Serious Games and World Politics Summer Seminar Kicks Off
This summer’s Serious Games and World Politics Summer Seminar in Mokra Gora, Serbia has begun.
Seven PhD students from Ohio State’s English and Political Science Departments have joined eight Serbian counterparts and are accompanied by ten faculty members from both Ohio State and the Faculty of Political Science (FPN) at the University of Belgrade. They are joined by two journalism students from FPN, and two observers from the University of Glasgow.
The seminar aims to create a community of scholars who will inhabit an interdisciplinary space that brings together humanities and social and behavioral scientists to explore research and pedagogy related to world politics through gaming practices in the classroom and presenting their own research to peers and faculty. Most games that have been used in the International Relations classroom tilt toward teaching concepts of realist IR such as anarchy, the security dilemma, and instrumental rationality in strategic decision-making. These are important concepts, but they are not the sole important concepts for understanding world politics.

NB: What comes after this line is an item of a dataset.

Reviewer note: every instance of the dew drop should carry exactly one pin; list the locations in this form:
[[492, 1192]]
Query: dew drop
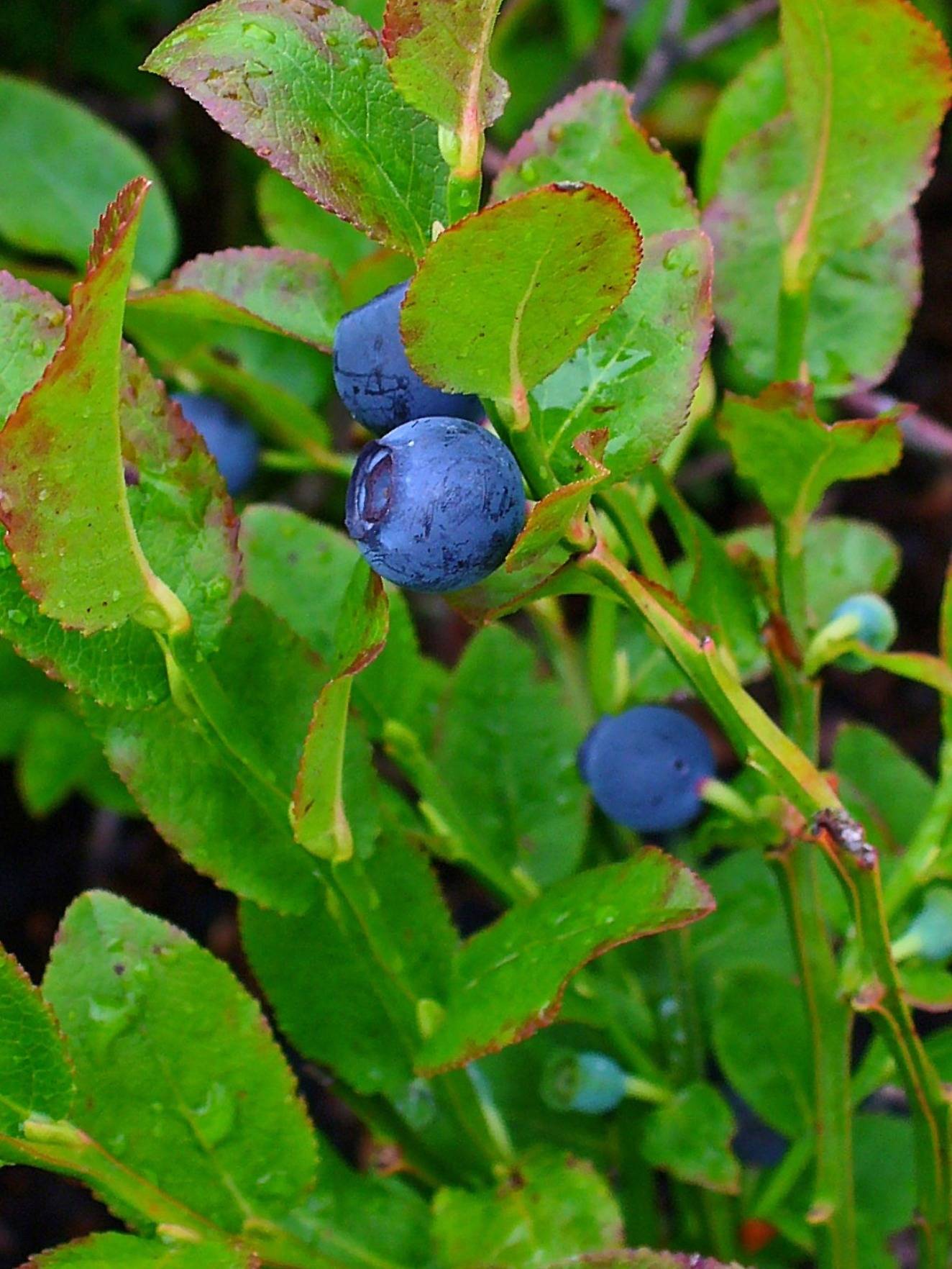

Dr. Amanda Rosen of the US Naval War College will facilitate participants’ ‘play’ of a brand-new diplomacy game specifically designed for the seminar in order to teach: the feeling of ontological (in)security; the roles of identity, collective memory, and norms; and the salience (or not) of international norms, law, and trust. Seminar participants will ‘play’ the draft game over two days and in the debriefing will discuss how to use them pedagogically in undergraduate classrooms in Columbus and Belgrade. Dr. Rosen and her colleague, Dr. Nina Kollars, have an IRB to publish the game and a discussion of its first iteration and future potential applications in teaching environments.
Serious Games and World Politics took place within the framework of the Serbian Educational Alliance, a U.S. State Department-funded university partnership program between the Center for Slavic, East European and Eurasian Studies at The Ohio State University and the Faculty of Political Science at the University of Belgrade. The summer seminar was co-funded by the College of Arts and Sciences and the Mershon Center for International Security Studies at The Ohio State University.